By means of these activities the child learns to make intelligent choices, to become physically and then mentally independent and responsible. She learns to concentrate, to control muscles, to move and act with care, to focus, to analyze logical steps and complete a cycle of activity. This lays the gourndwork for mental and physical work in all other areas of work, not just in early childhood, but throughout life.
Participating In Family Life
The traditional work of the family is referred to in Montessori as priactical life work. It is the single most important area of an education for life. The activities of practical life are generally thought of in three main categories, and looking at the child's life in this way helps to keep a balance in the activities we offer children to master. These areas of practical life depend on the culture in which the child is growing up, and may include, but are not limited to:
It is in learing to do such seemingly mundane activities as dressing, dusting, sweeping, preparing and serving food, and fixing or building, work that the child sees going on around her all day long, that she learns to use her body and mind for a purpose, to concentrate, to complete cycles of activity, to finish what she started, and most importantly to contribute to the important work of the family, the social group. Practical life activities provide superior groundwork for physical, mental, and social development, and teach the work habits that lead to success in all later academic work.

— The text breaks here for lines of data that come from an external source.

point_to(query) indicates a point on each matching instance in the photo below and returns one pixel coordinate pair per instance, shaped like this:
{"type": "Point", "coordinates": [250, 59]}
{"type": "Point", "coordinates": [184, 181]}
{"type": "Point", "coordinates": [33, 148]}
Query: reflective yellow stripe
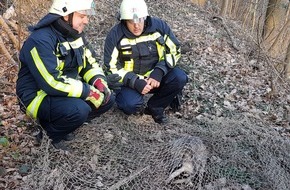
{"type": "Point", "coordinates": [113, 62]}
{"type": "Point", "coordinates": [73, 86]}
{"type": "Point", "coordinates": [33, 107]}
{"type": "Point", "coordinates": [96, 69]}
{"type": "Point", "coordinates": [174, 55]}
{"type": "Point", "coordinates": [145, 75]}
{"type": "Point", "coordinates": [151, 37]}
{"type": "Point", "coordinates": [129, 65]}
{"type": "Point", "coordinates": [91, 73]}
{"type": "Point", "coordinates": [160, 50]}
{"type": "Point", "coordinates": [66, 45]}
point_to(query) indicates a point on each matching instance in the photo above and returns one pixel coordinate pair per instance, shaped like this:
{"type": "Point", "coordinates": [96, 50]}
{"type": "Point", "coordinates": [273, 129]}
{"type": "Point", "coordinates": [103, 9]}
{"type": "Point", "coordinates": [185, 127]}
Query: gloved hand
{"type": "Point", "coordinates": [102, 86]}
{"type": "Point", "coordinates": [113, 81]}
{"type": "Point", "coordinates": [96, 97]}
{"type": "Point", "coordinates": [176, 102]}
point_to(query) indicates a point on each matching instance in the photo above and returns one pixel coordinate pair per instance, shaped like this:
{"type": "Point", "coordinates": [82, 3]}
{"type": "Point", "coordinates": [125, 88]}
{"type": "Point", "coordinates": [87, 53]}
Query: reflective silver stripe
{"type": "Point", "coordinates": [33, 107]}
{"type": "Point", "coordinates": [72, 88]}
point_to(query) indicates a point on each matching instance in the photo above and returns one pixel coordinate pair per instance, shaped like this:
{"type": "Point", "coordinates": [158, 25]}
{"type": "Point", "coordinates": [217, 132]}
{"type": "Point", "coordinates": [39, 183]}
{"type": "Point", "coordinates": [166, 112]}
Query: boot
{"type": "Point", "coordinates": [157, 115]}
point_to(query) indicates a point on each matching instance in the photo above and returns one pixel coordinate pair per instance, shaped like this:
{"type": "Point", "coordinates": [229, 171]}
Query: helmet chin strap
{"type": "Point", "coordinates": [70, 19]}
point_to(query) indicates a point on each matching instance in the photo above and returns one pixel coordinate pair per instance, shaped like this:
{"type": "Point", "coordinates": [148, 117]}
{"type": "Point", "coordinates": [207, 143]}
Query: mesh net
{"type": "Point", "coordinates": [135, 153]}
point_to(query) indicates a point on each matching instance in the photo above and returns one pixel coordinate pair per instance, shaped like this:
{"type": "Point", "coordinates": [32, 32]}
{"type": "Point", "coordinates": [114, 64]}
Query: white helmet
{"type": "Point", "coordinates": [65, 7]}
{"type": "Point", "coordinates": [133, 9]}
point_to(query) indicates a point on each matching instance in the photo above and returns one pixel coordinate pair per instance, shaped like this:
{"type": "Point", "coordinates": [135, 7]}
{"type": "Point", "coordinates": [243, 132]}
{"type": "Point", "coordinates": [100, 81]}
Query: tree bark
{"type": "Point", "coordinates": [200, 3]}
{"type": "Point", "coordinates": [276, 31]}
{"type": "Point", "coordinates": [224, 8]}
{"type": "Point", "coordinates": [287, 62]}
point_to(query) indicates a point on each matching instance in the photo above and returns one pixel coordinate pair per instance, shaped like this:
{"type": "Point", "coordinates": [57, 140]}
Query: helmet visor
{"type": "Point", "coordinates": [87, 12]}
{"type": "Point", "coordinates": [137, 20]}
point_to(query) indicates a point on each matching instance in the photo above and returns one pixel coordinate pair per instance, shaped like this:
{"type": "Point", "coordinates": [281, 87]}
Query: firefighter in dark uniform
{"type": "Point", "coordinates": [60, 82]}
{"type": "Point", "coordinates": [144, 52]}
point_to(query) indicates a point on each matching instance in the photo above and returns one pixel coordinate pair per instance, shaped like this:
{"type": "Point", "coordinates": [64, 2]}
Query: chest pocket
{"type": "Point", "coordinates": [70, 56]}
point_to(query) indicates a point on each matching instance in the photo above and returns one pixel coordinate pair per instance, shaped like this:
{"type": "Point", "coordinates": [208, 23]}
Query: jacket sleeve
{"type": "Point", "coordinates": [38, 54]}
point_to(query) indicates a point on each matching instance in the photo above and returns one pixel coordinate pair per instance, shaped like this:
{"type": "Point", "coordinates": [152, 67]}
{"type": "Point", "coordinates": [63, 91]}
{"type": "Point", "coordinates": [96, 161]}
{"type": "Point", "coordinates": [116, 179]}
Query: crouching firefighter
{"type": "Point", "coordinates": [60, 82]}
{"type": "Point", "coordinates": [144, 52]}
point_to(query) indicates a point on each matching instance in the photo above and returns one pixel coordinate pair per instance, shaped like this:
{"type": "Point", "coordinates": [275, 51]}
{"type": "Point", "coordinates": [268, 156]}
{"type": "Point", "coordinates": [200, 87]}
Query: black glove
{"type": "Point", "coordinates": [113, 81]}
{"type": "Point", "coordinates": [139, 85]}
{"type": "Point", "coordinates": [176, 102]}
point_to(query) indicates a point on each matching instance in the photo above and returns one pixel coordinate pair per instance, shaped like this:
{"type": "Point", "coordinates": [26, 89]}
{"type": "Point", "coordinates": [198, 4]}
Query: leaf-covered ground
{"type": "Point", "coordinates": [228, 74]}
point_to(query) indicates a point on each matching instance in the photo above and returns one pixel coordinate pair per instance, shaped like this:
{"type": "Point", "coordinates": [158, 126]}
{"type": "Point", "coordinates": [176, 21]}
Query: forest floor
{"type": "Point", "coordinates": [229, 78]}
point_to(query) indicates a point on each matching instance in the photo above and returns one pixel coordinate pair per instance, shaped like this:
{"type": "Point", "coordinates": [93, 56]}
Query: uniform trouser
{"type": "Point", "coordinates": [131, 101]}
{"type": "Point", "coordinates": [60, 116]}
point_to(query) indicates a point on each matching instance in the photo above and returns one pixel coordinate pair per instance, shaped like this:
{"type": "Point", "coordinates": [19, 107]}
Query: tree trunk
{"type": "Point", "coordinates": [200, 3]}
{"type": "Point", "coordinates": [276, 28]}
{"type": "Point", "coordinates": [287, 63]}
{"type": "Point", "coordinates": [224, 8]}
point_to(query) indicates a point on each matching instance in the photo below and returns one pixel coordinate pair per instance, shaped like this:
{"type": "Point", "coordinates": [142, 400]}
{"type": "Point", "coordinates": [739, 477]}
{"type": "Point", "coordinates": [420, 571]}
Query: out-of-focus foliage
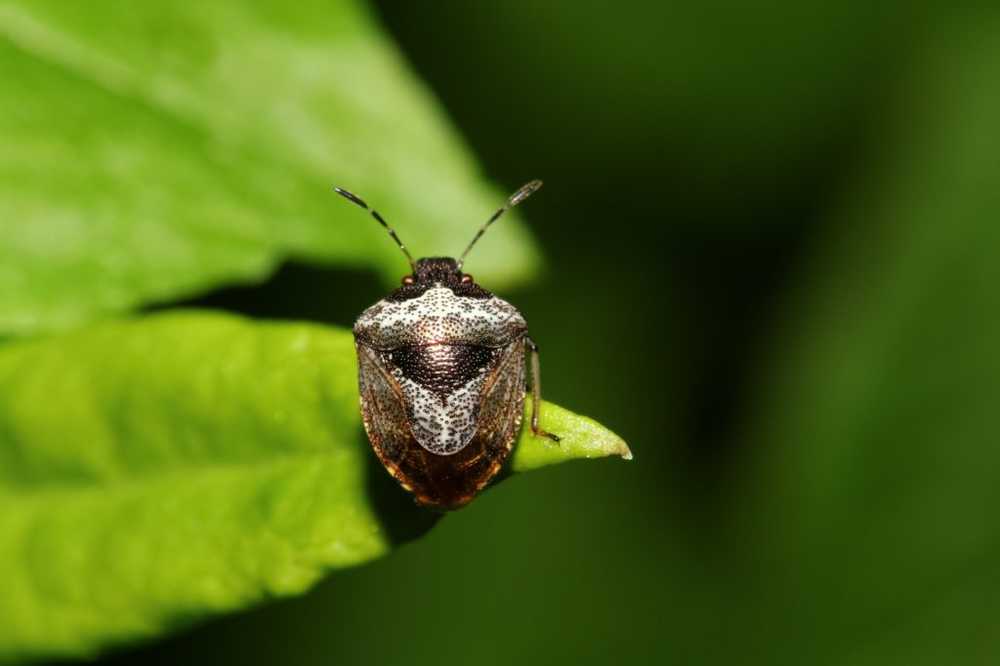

Practical life work provides practice in eye-hand coordination, the control of large and small muscles, the ability to walk and to carry objects with control, and to behave with knowledge of good manners. These are the activities that bring the child's attention to his own progress and development, and that open up a world of important work. Learning to look a person in the eye when speaking, to listen patiently, to exhibit thoughtfulness through good manners, enables the child to be welcomed into a social group, to be happy and to make others happy.
Children have for eons shown an interest in daily life through make-believe cooking and cleaning. It was one of the pivotal discoveries of Dr. Montessori that, given the chance, children usually choose real work over imaginary.
Allowing the child to participate in the daily work he sees going on around him is an act of great respect for, and confidence in, the child. It helps him to feel important to himself and to those around him. He is needed. We can empathize if we think about the difference in treatment of a stranger, perhaps a dinner guest in our home, who is served and waited upon, compared to that of a good friend who is welcomed in our kitchen to talk and laugh while we prepare the meal together. Children don't want to be the guest, they wat us to help them to do it themselves.